There are two different types of compressions, page and row. Here is how they differ?
Compression -> Row
- Row works at the individual record level. It looks at each record independently and goes against some of what we assumed ar hard-wired into MS SQL Server data storage
- Ross Mistry has a good short article in http://www.informit.com/articles/article.aspx?p=1946159&seqNum=6 that made it easy for me to understand Row Level compression. It used by green to define a column such StreetAddress char(2000). Doing so will allocate 2000 bytes for each StreetAddress irrespective of the actual data contents. But, Row Level compression “saves you” in that only the actually needed byte size is used.
- From same article was able to determine that data is not actually compressed, just un-needed bytes are not taken up
Compression -> Page
- Actual compression based on data page’s data
- You get Row Level compression, as well
How much cost savings from compression?
-- Estimate data compression difference on clustered index -- if compression --type is NONE EXEC sp_estimate_data_compression_savings 'SchemaName' , 'TableName' , 1 , NULL , 'NONE' ; -- Estimate data compression difference on clustered index -- if compression type is ROW EXEC sp_estimate_data_compression_savings 'SchemaName' , 'TableName' , 1 , NULL , 'ROW' ; -- Estimate data compression difference on clustered index -- if compression type is PAGE EXEC sp_estimate_data_compression_savings 'SchemaName' , 'TableName' , 1 , NULL , 'PAGE' ;
Pasted below are speculative savings based on whether we employ Row or Page Compression:
Row Compression Savings?
Page Compression Savings?
- Because our table is already partitioned we have a lot more sample data; as savings are calculated for each partition in a table
- On an average, it appears that we will reap 50% savings for Row Level compression
- On the other-hand for Page Level compression, based on representative data, if compressed our size will be 15% of what it will be if left un-compressed; thus we will reap upwards of 85%
Actual Compression Steps:
Compress – Index (Clustered and Non-Clustered)
In the example below, we are employing Page Level Compression on a partitioned table. Here are the other characteristics of this particular processing:
- Sorting in Tempdb as this is an Enterprise Edition Instance. Sorting in tempdb is faster as we have TempDB on fast storage
- Make sure to repeat this step for all partitions in the table
--Syntax Alter Index indexName On [schema-name].[object_name] Rebuild Partition = [partitionNumber] with ( SORT_IN_TEMPDB = ON , DATA_COMPRESSION = PAGE ) --Actual Alter Index idx_Customer_Name on [dbo].[customer] Rebuild Partition = 1 with ( SORT_IN_TEMPDB = ON , DATA_COMPRESSION = PAGE )

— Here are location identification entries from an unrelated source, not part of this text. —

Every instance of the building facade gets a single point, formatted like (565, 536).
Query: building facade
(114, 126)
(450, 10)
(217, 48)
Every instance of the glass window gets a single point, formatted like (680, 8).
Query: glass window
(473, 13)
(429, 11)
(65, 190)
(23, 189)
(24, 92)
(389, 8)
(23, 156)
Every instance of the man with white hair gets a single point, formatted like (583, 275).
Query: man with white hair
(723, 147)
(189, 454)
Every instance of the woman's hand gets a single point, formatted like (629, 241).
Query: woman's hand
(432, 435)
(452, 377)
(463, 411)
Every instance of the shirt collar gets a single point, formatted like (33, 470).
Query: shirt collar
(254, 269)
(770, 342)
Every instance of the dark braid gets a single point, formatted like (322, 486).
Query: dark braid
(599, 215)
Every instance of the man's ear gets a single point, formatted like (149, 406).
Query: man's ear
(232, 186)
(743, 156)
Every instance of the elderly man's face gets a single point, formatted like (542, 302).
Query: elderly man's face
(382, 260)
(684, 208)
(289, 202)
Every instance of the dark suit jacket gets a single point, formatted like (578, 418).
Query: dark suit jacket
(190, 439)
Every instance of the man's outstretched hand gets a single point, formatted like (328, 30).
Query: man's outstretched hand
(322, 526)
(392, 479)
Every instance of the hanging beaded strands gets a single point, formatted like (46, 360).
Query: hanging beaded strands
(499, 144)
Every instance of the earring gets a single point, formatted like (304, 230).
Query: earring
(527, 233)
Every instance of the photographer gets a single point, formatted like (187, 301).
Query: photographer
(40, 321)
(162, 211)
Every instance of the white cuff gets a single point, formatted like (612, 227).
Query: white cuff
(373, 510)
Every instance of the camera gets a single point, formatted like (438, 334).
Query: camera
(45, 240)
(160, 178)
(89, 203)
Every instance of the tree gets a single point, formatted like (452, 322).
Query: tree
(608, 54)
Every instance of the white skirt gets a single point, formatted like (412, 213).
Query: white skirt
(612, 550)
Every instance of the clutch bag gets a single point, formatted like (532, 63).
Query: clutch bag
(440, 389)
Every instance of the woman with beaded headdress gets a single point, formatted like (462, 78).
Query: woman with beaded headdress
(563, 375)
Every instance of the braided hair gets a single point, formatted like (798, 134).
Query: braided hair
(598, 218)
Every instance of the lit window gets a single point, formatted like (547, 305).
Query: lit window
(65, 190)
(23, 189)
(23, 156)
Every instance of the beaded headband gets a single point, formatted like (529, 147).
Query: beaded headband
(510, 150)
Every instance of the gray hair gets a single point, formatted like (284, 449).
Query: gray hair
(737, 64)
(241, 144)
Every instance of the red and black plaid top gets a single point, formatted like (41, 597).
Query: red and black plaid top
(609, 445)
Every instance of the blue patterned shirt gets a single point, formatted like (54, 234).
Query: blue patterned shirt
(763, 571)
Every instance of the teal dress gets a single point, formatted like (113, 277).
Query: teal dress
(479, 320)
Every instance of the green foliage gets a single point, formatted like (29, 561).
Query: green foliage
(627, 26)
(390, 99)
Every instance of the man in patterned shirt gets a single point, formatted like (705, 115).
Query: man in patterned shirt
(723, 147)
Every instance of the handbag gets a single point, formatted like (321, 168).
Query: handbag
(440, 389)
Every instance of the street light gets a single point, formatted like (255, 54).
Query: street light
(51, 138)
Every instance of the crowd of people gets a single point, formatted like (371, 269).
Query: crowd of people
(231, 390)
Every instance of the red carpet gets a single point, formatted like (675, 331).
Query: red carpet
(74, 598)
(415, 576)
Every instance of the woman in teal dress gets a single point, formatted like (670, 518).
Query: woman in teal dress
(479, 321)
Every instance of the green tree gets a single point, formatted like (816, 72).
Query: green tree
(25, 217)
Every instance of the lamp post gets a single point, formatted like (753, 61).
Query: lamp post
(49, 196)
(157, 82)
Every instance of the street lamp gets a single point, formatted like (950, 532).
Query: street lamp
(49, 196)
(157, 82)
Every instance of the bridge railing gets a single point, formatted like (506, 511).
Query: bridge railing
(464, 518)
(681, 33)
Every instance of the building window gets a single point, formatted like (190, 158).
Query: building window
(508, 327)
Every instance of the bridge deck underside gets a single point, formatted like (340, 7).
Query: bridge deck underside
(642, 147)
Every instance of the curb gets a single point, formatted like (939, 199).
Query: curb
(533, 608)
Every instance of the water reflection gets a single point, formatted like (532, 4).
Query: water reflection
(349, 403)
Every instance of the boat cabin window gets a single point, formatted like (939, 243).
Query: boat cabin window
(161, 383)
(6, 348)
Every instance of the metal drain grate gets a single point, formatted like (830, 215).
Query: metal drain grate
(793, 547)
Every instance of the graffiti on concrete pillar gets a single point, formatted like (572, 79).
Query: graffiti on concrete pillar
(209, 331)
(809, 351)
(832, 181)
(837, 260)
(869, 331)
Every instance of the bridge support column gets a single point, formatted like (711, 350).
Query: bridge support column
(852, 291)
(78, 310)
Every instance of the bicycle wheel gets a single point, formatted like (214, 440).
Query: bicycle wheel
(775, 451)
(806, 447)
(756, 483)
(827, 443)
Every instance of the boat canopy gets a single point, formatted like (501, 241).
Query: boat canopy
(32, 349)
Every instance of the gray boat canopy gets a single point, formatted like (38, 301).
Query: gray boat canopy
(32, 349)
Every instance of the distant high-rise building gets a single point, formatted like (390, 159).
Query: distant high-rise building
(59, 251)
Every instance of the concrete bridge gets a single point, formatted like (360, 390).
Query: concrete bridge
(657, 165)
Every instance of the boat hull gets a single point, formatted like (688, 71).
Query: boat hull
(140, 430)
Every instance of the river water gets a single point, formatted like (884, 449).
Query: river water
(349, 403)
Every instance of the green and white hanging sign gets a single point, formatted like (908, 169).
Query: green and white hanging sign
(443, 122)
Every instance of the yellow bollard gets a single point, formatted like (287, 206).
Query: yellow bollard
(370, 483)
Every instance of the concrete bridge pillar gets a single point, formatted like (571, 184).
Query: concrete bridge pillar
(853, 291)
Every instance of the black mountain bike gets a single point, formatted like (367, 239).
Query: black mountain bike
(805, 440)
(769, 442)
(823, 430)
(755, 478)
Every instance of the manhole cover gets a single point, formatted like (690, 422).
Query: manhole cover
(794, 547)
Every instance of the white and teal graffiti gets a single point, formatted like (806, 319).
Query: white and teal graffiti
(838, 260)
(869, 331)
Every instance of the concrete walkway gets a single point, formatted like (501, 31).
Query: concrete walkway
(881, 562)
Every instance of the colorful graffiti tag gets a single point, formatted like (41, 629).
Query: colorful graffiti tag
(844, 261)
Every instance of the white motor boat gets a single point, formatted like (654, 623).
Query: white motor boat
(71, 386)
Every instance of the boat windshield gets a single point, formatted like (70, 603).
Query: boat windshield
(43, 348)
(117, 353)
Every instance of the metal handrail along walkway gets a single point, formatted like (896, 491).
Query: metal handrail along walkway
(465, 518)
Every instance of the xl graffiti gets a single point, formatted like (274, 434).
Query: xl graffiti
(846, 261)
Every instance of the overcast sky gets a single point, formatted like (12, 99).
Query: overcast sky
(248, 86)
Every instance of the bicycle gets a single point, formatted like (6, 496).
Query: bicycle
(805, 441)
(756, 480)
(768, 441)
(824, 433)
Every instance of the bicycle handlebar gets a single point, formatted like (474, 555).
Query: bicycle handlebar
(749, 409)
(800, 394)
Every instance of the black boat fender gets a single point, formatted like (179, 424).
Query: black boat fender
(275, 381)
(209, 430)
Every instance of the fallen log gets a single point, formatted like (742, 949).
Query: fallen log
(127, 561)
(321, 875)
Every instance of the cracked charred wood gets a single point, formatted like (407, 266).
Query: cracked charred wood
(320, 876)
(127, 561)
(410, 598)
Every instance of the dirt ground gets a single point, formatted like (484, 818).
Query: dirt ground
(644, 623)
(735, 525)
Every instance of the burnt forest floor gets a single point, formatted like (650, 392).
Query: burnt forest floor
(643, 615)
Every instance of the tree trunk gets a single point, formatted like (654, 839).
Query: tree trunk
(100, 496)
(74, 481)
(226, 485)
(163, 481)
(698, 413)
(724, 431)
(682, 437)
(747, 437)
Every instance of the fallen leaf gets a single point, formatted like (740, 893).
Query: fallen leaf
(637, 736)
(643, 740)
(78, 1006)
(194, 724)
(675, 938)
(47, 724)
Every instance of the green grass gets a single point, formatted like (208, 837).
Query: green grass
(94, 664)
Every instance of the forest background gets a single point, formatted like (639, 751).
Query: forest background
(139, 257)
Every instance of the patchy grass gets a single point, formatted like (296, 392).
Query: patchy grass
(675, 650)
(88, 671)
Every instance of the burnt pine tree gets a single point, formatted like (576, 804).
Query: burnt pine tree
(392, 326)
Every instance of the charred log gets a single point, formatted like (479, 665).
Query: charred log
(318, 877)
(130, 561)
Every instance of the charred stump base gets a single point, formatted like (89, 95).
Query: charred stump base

Compress – Index (Clustered and Non-Clustered)
Page level compress to an un-partitioned index.
--Syntax Alter Index indexName On [schema-name].[object_name] Rebuild with ( SORT_IN_TEMPDB = ON , DATA_COMPRESSION = PAGE ) --Actual Alter Index idx_Customer_Name on [dbo].[customer] Rebuild with ( SORT_IN_TEMPDB = ON , DATA_COMPRESSION = PAGE )
Compress – Heap
In cases where we do not have a clustered index, but a heap you can apply compression to the table directly.
--Syntax Alter Table [schema-name].[object_name]; Rebuild Partition = [partitionNumber] with ( SORT_IN_TEMPDB = ON , DATA_COMPRESSION = PAGE ) --Actual Alter Table [dbo].[customer] Rebuild Partition = 1 with ( SORT_IN_TEMPDB = ON , DATA_COMPRESSION = PAGE )
Compress – Heap
In cases where your heap is not partitioned, then leave out the partition option
--Syntax Alter Table [schema-name].[object_name] Rebuild with ( SORT_IN_TEMPDB = ON , DATA_COMPRESSION = PAGE ) --Actual Alter Table [dbo].[customer] Rebuild with ( SORT_IN_TEMPDB = ON , DATA_COMPRESSION = PAGE )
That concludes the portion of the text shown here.